According to Nina Teicholz, author of “The Big Fat Surprise: Why Butter, Meat and Cheese Belong in a Healthy Diet,” it was due to the power and influence of a few researchers, academics and “gurus.” They used thinly resourced studies on the effects of dietary fat restrictions in limited research populations — and plainly ignored any evidence that moderate fat intake is good for you — to create the belief that health can only be attained through a low-fat eating regime.
Teicholz, who delves into well-documented scientific research that rejects the thesis that fat causes weight gain and heart disease, and that low-fat diets prevent these twin illnesses, spares no one in her takedown of what has become the international consensus on dietary “common sense.”
It may sound like wacky conspiracy theorizing, but over the course of 10 years of research and 500 pages, Teicholz puts all the pieces together in a compelling story that illustrates how junk science and profit-seeking consumer packaged goods marketers joined forces under the banner of heart health to thoroughly confuse us about what we should eat.
There was Ancel Keys, a professor at the University of Minnesota in the 1950s, who came up with a definitive answer to why middle-age American men were dying from heart attacks, plus a simple solution: eat less fat.
Then there was President Dwight Eisenhower, who suffered a heart attack while in office and whose personal physician Paul Dudley White latched on to Keys’ theory, ignoring Eisenhower’s early-age four-pack-a-day cigarette habit.

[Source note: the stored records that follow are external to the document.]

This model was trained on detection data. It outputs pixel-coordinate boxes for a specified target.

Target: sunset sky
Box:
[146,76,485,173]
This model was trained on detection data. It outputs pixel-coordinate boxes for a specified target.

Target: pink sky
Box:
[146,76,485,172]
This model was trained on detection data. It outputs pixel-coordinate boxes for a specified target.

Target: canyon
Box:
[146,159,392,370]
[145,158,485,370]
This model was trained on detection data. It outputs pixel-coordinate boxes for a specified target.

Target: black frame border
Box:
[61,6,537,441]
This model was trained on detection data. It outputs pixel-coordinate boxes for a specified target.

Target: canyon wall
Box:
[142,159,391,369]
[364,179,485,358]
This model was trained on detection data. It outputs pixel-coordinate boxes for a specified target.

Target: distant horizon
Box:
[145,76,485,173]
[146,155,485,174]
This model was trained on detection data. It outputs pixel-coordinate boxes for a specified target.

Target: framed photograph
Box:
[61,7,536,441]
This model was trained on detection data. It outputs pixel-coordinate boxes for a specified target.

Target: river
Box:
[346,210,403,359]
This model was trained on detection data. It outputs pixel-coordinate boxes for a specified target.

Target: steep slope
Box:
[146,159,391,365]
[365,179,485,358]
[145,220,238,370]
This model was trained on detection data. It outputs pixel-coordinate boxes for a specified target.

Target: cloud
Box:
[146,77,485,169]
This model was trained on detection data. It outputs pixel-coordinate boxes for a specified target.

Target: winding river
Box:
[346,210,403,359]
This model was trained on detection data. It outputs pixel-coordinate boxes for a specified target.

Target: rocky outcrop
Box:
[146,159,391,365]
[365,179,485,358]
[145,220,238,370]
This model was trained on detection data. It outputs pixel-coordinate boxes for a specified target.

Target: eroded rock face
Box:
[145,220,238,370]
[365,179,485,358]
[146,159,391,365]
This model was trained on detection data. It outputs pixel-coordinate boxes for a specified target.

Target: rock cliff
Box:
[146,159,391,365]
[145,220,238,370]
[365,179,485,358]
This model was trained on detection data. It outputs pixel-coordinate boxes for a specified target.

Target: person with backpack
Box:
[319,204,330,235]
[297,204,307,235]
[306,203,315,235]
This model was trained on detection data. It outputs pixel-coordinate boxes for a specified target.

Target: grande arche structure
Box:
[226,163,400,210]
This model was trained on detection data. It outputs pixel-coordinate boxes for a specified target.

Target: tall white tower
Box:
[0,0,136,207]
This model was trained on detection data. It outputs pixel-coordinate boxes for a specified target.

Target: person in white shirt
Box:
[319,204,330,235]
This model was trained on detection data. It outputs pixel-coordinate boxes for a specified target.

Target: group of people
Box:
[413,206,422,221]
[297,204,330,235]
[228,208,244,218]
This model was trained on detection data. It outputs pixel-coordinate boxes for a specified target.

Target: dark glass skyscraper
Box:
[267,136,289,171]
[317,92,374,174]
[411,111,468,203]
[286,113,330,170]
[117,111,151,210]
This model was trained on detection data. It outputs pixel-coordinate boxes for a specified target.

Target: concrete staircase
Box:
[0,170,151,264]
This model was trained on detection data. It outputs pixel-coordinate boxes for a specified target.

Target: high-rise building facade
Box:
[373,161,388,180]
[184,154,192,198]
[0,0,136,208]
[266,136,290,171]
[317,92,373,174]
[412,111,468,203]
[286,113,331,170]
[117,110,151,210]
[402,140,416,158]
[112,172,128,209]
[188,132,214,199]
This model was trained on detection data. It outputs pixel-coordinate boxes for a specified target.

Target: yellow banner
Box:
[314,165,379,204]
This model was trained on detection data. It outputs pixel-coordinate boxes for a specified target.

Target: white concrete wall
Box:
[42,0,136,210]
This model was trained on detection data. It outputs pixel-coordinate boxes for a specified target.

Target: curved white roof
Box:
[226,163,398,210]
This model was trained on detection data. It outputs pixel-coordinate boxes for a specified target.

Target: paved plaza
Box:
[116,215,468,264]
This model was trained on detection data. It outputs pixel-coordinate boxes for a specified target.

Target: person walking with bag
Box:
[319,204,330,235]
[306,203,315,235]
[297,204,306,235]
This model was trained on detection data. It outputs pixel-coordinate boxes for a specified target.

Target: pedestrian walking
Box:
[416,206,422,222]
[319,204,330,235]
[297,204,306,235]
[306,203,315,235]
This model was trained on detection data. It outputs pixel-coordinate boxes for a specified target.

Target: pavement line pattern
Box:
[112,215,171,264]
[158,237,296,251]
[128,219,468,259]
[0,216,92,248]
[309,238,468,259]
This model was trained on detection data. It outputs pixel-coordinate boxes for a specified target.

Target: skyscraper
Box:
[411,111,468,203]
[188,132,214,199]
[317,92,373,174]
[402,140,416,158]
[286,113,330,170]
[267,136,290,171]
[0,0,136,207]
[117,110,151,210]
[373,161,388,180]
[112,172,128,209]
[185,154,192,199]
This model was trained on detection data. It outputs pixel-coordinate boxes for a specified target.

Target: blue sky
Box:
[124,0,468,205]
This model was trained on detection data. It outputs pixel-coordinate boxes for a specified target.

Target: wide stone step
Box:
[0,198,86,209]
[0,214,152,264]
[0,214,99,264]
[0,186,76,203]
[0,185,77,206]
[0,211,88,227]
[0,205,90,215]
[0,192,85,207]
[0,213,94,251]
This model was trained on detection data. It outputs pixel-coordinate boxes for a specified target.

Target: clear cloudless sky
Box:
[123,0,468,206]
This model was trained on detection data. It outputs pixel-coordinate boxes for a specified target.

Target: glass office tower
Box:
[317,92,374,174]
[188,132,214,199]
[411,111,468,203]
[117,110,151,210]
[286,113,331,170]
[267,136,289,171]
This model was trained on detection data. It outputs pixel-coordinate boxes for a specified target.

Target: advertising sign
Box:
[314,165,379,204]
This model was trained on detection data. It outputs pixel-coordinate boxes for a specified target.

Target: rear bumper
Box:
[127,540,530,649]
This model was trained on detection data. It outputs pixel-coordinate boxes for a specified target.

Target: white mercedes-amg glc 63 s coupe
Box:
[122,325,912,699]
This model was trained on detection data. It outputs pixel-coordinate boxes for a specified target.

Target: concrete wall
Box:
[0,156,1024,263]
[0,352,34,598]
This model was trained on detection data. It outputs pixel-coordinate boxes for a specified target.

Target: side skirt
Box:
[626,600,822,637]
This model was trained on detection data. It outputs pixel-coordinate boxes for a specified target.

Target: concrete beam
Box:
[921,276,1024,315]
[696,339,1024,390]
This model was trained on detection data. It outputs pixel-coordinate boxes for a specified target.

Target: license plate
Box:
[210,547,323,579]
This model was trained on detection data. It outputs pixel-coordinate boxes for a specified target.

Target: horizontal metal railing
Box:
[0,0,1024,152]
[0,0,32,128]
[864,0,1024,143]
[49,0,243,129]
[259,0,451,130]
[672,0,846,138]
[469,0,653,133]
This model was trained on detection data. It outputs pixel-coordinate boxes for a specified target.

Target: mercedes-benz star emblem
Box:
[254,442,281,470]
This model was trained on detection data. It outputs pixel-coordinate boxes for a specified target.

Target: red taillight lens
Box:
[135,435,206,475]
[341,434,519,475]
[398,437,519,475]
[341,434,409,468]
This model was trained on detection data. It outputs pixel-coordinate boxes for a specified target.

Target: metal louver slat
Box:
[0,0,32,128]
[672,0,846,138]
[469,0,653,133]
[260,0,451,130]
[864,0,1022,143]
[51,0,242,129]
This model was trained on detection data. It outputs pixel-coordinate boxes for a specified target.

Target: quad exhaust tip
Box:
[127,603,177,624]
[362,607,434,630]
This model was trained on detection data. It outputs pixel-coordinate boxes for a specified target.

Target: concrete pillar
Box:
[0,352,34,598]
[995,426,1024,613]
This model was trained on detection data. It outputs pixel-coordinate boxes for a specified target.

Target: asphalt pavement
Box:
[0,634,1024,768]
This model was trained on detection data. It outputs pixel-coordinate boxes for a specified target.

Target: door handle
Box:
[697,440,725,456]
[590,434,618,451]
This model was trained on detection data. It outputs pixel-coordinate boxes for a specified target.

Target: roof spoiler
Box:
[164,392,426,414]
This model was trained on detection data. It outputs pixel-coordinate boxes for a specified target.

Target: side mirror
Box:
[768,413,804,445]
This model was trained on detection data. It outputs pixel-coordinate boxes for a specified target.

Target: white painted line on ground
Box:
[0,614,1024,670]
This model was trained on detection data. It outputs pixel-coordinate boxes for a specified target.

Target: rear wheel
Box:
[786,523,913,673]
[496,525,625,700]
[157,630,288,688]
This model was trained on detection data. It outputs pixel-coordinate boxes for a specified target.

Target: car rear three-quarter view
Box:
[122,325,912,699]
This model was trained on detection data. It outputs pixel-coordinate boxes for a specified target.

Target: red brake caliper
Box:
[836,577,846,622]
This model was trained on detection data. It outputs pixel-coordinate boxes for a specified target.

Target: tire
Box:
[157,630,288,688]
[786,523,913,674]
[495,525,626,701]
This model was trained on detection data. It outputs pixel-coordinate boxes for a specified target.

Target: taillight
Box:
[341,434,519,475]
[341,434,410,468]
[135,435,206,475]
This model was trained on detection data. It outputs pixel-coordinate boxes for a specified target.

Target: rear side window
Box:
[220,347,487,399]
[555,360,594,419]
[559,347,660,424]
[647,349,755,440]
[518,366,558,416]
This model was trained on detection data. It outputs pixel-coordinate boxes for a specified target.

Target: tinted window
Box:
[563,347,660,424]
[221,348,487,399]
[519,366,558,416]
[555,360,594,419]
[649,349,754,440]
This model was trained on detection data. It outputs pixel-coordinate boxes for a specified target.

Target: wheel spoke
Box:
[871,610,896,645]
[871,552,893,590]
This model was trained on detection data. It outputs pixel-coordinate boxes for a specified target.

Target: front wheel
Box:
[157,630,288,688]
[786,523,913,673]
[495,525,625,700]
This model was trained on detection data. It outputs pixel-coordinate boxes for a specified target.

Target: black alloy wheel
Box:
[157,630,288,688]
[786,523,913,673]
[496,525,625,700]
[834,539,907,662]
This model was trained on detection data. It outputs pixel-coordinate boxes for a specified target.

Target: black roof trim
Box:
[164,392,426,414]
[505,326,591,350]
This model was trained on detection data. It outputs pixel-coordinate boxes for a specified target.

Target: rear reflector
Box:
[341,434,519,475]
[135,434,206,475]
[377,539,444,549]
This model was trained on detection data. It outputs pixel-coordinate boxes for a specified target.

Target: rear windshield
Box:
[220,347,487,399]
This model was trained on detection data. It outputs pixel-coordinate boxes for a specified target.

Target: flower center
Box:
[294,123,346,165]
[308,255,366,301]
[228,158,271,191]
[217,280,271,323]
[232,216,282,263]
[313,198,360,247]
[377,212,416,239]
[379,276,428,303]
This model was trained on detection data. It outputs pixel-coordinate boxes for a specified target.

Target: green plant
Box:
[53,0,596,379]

Admittedly, it was an attractive and intuitive framing of a major public health issue with an elegant, if difficult to stick to, solution.
And who better to help the American consumer do so than the dynamic duo of the well-funded American Heart Association (AHA) and food marketers willing to create chemical compounds to substitute for natural fats in packaged foods? These manufacturers were more than happy to stuff food with cheap sugar and salt to make them still taste sort-of good while benefiting from the health halo of an AHA endorsement.
Opposing views will dismiss Teicholz’s findings, but it’s hard to argue with this observation:
“Our rush to banish animal fats from our diets has exposed us to the health risks of trans fats and oxidizing vegetable oils,” Teicholz writes. “If we had not abandoned meat and dairy, we still could be using lard, suet, tallow and butter as our principle fats for cooking and eating. These fats are stable, do not oxidize and have been consumed since the beginning of recorded human history.”
“The Big Fat Surprise” is journalism — not a diet book, or a work of advocacy. It has been hailed by eager headline writers as a pro-fat “everything-you-thought-you-knew-is-wrong!” book, but such oversimplification is a big part of how the myth of heart-decimating fat took hold in American society.
The book deserves a thoughtful reading. Teicholz challenges us to consider not only what we’re eating, but who benefits from a blind adherence to new “conventional wisdom.”